Über 50 Waldbesitzer informierten sich, wie sie ih-ren Wald fit für die Zukunft machen und dabei auch noch finanziellen Ertrag erwirtschaften können. Die Lichtenfelser Forstverwaltung am Amt für Ernährung, Landwirtschaft und Forsten (AELF) Coburg und die Waldbesitzervereinigung (WBV) Lichtenfels-Staffelstein hatten zu drei Informationsveranstaltungen in Wäldern nahe Buch, Großziegenfeld und Uetzing eingeladen. Die Forstrevierleiter Wolfgang Weiß, Wolfgang Tschödrich und Joachim Esslinger veranschaulichten, dass es aufgrund des fortschreitenden Klimawandels wichtiger denn je ist, bei der Waldverjüngung auf Baumarten wie Eiche, Buche oder Tanne zu setzen.

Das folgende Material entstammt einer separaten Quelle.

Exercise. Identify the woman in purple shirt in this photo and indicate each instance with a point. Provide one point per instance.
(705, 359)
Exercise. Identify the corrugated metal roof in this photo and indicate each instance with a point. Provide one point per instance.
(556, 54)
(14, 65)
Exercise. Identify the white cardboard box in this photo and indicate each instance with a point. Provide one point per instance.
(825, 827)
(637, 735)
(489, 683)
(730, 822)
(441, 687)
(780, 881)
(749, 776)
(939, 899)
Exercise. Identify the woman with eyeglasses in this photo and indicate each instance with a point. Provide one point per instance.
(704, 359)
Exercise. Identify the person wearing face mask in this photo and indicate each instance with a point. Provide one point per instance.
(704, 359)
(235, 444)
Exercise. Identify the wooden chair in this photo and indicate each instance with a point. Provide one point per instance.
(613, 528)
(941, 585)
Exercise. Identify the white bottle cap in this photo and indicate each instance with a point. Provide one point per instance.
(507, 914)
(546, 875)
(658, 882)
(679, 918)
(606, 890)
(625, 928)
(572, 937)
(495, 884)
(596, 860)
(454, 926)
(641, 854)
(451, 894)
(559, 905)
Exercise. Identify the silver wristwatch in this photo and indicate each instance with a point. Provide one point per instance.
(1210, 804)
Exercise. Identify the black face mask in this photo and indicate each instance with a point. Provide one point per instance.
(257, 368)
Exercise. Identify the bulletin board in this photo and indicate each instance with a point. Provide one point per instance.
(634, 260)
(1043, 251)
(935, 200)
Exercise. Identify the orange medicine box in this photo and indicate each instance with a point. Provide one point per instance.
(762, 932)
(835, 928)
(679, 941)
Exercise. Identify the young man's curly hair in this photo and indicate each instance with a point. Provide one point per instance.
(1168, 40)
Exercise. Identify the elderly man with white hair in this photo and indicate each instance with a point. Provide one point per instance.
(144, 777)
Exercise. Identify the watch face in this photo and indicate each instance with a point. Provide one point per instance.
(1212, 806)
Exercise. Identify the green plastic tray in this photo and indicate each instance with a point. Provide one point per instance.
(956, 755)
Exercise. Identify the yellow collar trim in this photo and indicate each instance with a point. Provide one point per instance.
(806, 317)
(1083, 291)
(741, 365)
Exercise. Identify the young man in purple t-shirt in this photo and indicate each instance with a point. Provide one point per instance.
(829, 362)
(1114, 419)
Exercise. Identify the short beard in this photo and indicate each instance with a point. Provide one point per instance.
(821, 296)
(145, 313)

Unterstützung durch die WBV

Genauso wichtig sei es, Wälder regelmäßig zu durchforsten und dabei klimatolerante Baumarten gezielt zu fördern. Mit den Durchforstungen sinke das Risiko für den Waldbestand, von Stürmen, Trockenperioden oder dem Borkenkäfer geschädigt zu werden. Wo erforderlich, unterstütze die WBV Waldbesitzer dabei, wie Hannes Sonanini und Marcus Weigel von der WBV erläuterten - angefangen von der Markierung der zu entnehmenden Bäume über die Organisation von Forstunternehmern und die Überwachung der Ausführung bis hin zum Verkauf des Holzes. Ob die Holzernte maschinell mit Harvester und Forwarder oder traditionell mit der Motorsäge durchgeführt wird, könnten die Waldbesitzer selbst entscheiden. Der Trend gehe aber zum Maschineneinsatz, der für die verbleibenden Bäume und den Waldboden meist sogar schonender sei. Beeindruckend war für die Waldbesitzer der unmittelbare Vergleich eines seit Jahrzehnten nicht mehr durchforsteten, "hageldichten", und eines durchforsteten Fichtenbestandes. Schnell war klar, dass Letzterer für die Zukunft deutlich besser gerüstet ist. Nicht minder beeindruckend war, dass sich mit Durchforstungen ohne nennenswerten eigenen Arbeitsaufwand auch nach Abzug der Kosten Erträge von mehreren tausend Euro je Hektar erwirtschaften lassen.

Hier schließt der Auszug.